Comités d'hygiènes et de sécurité : le public s'aligne sur le privé

Nathalie Alonso

La fonction publique accuse un très grand retard en matière de prévention des risques professionnels et des risques psycho-sociaux. Et pour cause : il n’existait pas jusqu’alors de comités d’hygiène, de sécurité et des conditions de travail (CHSCT) comme dans le privé. L’Accord santé et sécurité au travail dans la fonction publique de 2009 prévoit de combler ce vide avec le déploiement progressif de CHSTC dans les sites de la fonction publique d’Etat et territoriale de plus de 50 agents. Des budgets conséquents sont actuellement mis en place afin de permettre leur fonctionnement.

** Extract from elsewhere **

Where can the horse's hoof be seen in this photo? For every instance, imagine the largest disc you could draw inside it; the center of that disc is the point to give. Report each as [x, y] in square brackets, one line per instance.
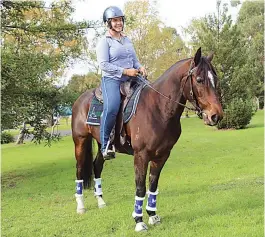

Concrètement, les comités d’hygiène et de sécurité (CHS) qui existaient dans les fonctions publiques et d’Etat vont se saisir de la question de l'amélioration des conditions de travail et prendre le nom de CHSCT. Une lettre en plus, mais qui change tout : « L’idée, c'est de ne plus s’intéresser seulement aux questions d’hygiène et sécurité, de problèmes de locaux ou de bruits, par exemple, mais également de conduire une politique de prévention mieux organisée en amont des risques professionnels, des risques psycho-sociaux ou des troubles musculo-squelettique », résume Jean-Baptiste Obéniche, directeur de l’Agence nationale pour l’amélioration des conditions de travail. D'autant plus que les agents non titulaires seront enfin concernés par ces mesures.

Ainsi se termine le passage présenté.